Bayes Impact was fresh out of the YC Summer 2014 batch and needed a more polished look. I worked on the content organization, visual designs and front-end of the website redesign.
The talented Jeff Fan already created an awesome geometric logo for Bayes Impact. I loved the triangle motif and used it to add personality to the website.
Bayes impact's website needed to cater to many audiences. We want the website to attract more talented data scientists, find more organizations to work with, and raise more money from donors.
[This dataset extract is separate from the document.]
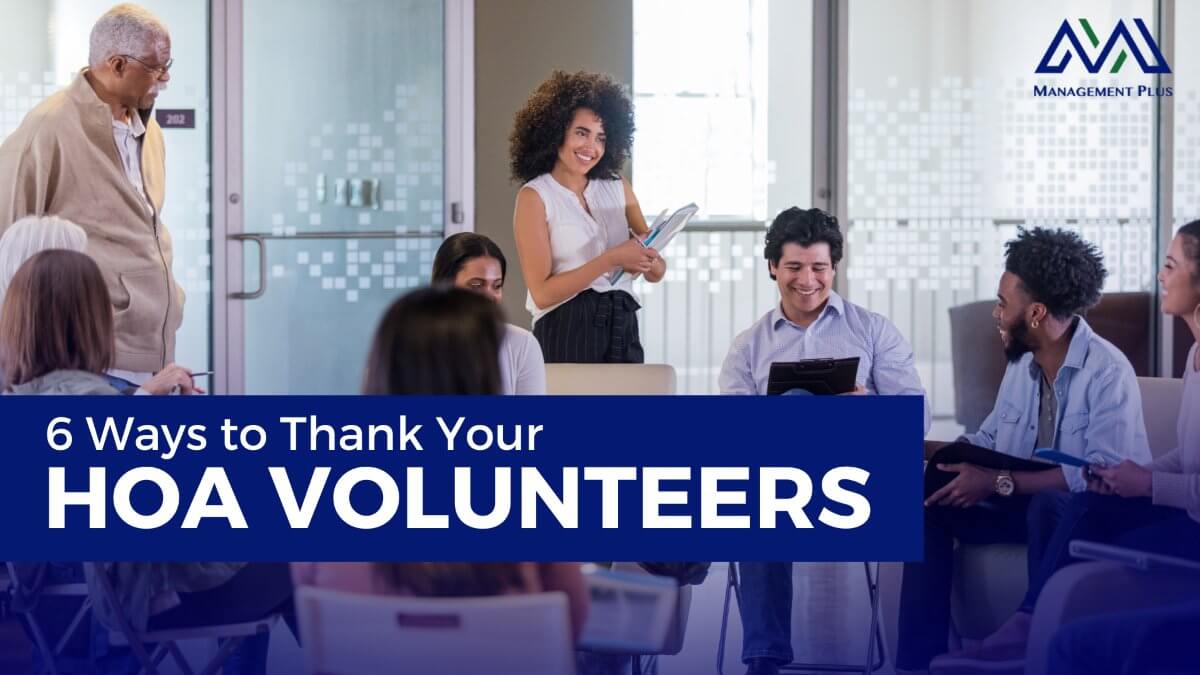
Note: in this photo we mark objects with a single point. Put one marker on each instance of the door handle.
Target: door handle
(262, 237)
(262, 267)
One thing that ties everyone together is the desire to make a difference.
I created wireframes to plan out the website structure. To keep the navigation simple, we focused on the projects and kept the information pages under the "Learn more" dropdown.
We used examples to show how data can change the world. By pairing each example with an image, we help the viewer see our potential.
Another important factor is keeping "We use data science to..." consistent. Although emergency response, disease prevention and poverty are very different social problems, they all can be solved with data science.
We liked how crowdfunding websites had important metrics at a glance to show progress. We used the same concept but adapted it to our projects.
Instead of including numerical metrics, which might not apply to some projects, we opted for a progress bar to show the status of each project. Unlike many crowdfunding sites, we let each project take up the whole width of the page because they all have significant social impact and a worthy story to tell.
Most of the website was content-based so it was easy to adapt to mobile platforms. I spent a bit more time working on the responsive styling for the project cards and the footer. I really like how they turned out in the mobile version.